Дело не в том, что машешь на себя рукой, опускаешься, как доктор Чебутыкин, забывающий азы профессии. В третьем акте он с пьяной энергией, по-врачебному засучивал рукава перед рукомойником, смотрел на намыленные руки, четким шепотом говорил неизвестно кому: «В прошлую среду лечил на Засыпи женщину — умерла, и я виноват, что она умерла. … Кое‑что я знал — {151} лет двадцать пять назад, а теперь ничего не помню. Ничего… В голове пусто, на душе холодно». Доктор Астров профессии не забыл, работает, как никто другой в уезде, но он мог бы о себе сказать теми словами, которые говорит Ирина: «Ничего, ничего… никакого удовлетворения». Жизнь не в творческом состоянии. Так живет большинство. Едва ли не все мы.

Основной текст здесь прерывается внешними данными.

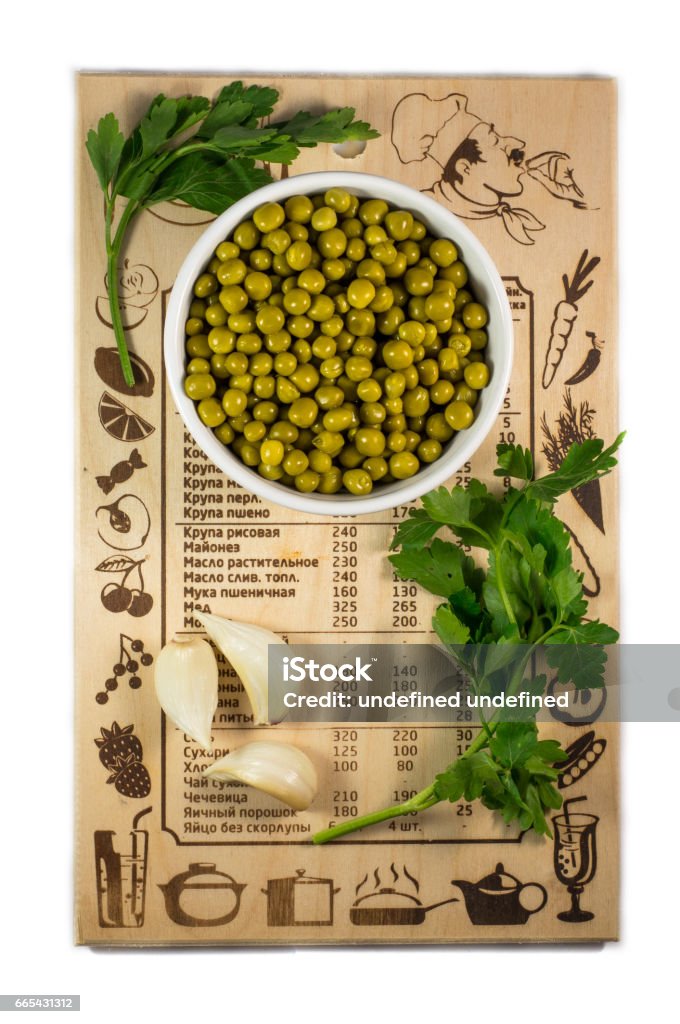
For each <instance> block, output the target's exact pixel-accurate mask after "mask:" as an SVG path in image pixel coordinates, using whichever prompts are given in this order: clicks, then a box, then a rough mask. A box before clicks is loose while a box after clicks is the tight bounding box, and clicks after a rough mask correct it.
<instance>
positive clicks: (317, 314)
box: [308, 295, 335, 322]
mask: <svg viewBox="0 0 680 1024" xmlns="http://www.w3.org/2000/svg"><path fill="white" fill-rule="evenodd" d="M334 312H335V303H334V301H333V299H331V298H330V297H329V296H328V295H317V296H316V297H315V299H314V300H313V301H312V303H311V305H310V306H309V309H308V316H309V319H311V321H315V322H321V321H327V319H330V318H331V316H333V314H334Z"/></svg>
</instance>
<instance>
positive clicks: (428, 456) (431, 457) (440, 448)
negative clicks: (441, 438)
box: [416, 437, 441, 463]
mask: <svg viewBox="0 0 680 1024" xmlns="http://www.w3.org/2000/svg"><path fill="white" fill-rule="evenodd" d="M416 453H417V455H418V458H419V459H420V461H421V462H425V463H430V462H436V461H437V459H438V458H439V457H440V456H441V444H440V443H439V441H437V440H435V439H434V438H433V437H428V438H427V439H426V440H424V441H421V442H420V444H419V445H418V447H417V449H416Z"/></svg>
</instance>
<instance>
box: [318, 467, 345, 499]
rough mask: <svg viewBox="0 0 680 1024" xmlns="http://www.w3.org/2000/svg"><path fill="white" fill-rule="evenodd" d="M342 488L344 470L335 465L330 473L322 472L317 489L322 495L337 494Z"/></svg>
mask: <svg viewBox="0 0 680 1024" xmlns="http://www.w3.org/2000/svg"><path fill="white" fill-rule="evenodd" d="M341 488H342V470H341V469H339V468H338V467H337V466H333V467H332V468H331V469H330V470H329V471H328V473H322V474H321V477H320V480H318V486H317V487H316V490H317V492H318V493H320V495H337V493H338V492H339V490H340V489H341Z"/></svg>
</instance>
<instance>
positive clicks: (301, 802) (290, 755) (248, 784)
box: [204, 740, 318, 811]
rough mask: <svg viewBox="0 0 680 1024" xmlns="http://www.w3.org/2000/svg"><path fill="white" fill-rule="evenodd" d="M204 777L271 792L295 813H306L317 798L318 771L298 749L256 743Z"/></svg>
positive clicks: (239, 753) (235, 754)
mask: <svg viewBox="0 0 680 1024" xmlns="http://www.w3.org/2000/svg"><path fill="white" fill-rule="evenodd" d="M204 775H209V776H210V777H211V778H214V779H217V781H220V782H223V781H227V780H229V779H237V780H238V781H239V782H246V783H247V784H248V785H252V786H254V788H256V790H261V791H262V793H268V794H269V796H270V797H275V799H277V800H281V801H282V802H283V803H284V804H288V806H289V807H292V808H294V810H296V811H304V810H306V808H307V807H309V804H310V803H311V802H312V800H313V799H314V797H315V796H316V791H317V787H318V783H317V780H316V770H315V768H314V766H313V765H312V763H311V761H310V760H309V758H308V757H307V755H306V754H304V753H303V752H302V751H301V750H299V748H297V746H292V745H291V744H290V743H272V742H269V741H268V740H256V741H254V742H252V743H246V744H245V746H240V748H238V750H236V751H231V752H230V753H229V754H227V755H226V756H225V757H223V758H220V760H219V761H215V762H214V764H211V765H209V766H208V767H207V768H206V769H205V771H204Z"/></svg>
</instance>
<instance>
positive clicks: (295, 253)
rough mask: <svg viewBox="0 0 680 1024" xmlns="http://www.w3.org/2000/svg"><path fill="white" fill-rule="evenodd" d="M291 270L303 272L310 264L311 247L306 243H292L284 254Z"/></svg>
mask: <svg viewBox="0 0 680 1024" xmlns="http://www.w3.org/2000/svg"><path fill="white" fill-rule="evenodd" d="M285 258H286V262H287V263H288V265H289V266H290V267H291V269H292V270H304V269H305V267H307V266H309V264H310V263H311V246H310V245H309V243H308V242H294V243H293V244H292V245H291V246H289V248H288V249H287V250H286V253H285Z"/></svg>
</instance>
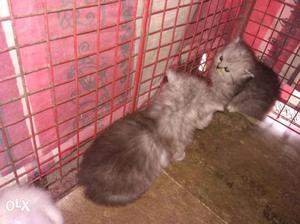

Спектакль «На дне» входил в контекст с этими чеховскими мотивами, предлагая чеканную формулу: «Когда труд — удовольствие, жизнь — хороша». Сатин — Станиславский произносил эти слова, философствуя и надевая башмаки (связанные шнурками, они лежали у него в изголовье). Это место в тяжелой для него роли давалось К. С. легче других.

Весь вопрос, видимо, в способности подвести себя (актера, но и просто человека) к творческому состоянию.

Художественному театру в его юбилейном сезоне это в конце концов удавалось.

 

Афиша 1908/09 года (12 названий) сплетала важнейшие направления искусства МХТ. На афише оставался Горький, «На дне» (общественно-политическая линия). Не сходило «Горе от ума» (историко-бытовая линия). Пусть только один раз, но была показана «Жизнь Человека», несостоятельная, если верить заключению Станиславского в его набросках к докладу про десятилетие, но и ему самому и театру в какой-то час необходимая. Справляла свое торжество «Синяя птица» — лучший спектакль «линии фантастики», прикосновенный и «линии символизма». Шли три спектакля Чехова («Дядя Ваня», «Три сестры», «Вишневый сад»). К ним присоединилась третья (за Метерлинком и Гоголем) премьера сезона, «У царских врат» Гамсуна, поставленная также по законам «интуиции и чувства», в тонко реалистической, гибкой манере, в спокойных декорациях Симова (сад и дом), в которых был и уют, и ощущение близости холодного моря.

{152} Пьеса Гамсуна в 1908 году не была новинкой (она написана в 1895 году), но в один сезон она пошла и в МХТ, и в театре В. Ф. Комиссаржевской, и на Александринской сцене, где ее поставил Вс. Э. Мейерхольд; он же играл главную роль, молодого философа Ивара Карено. В МХТ его играл Качалов.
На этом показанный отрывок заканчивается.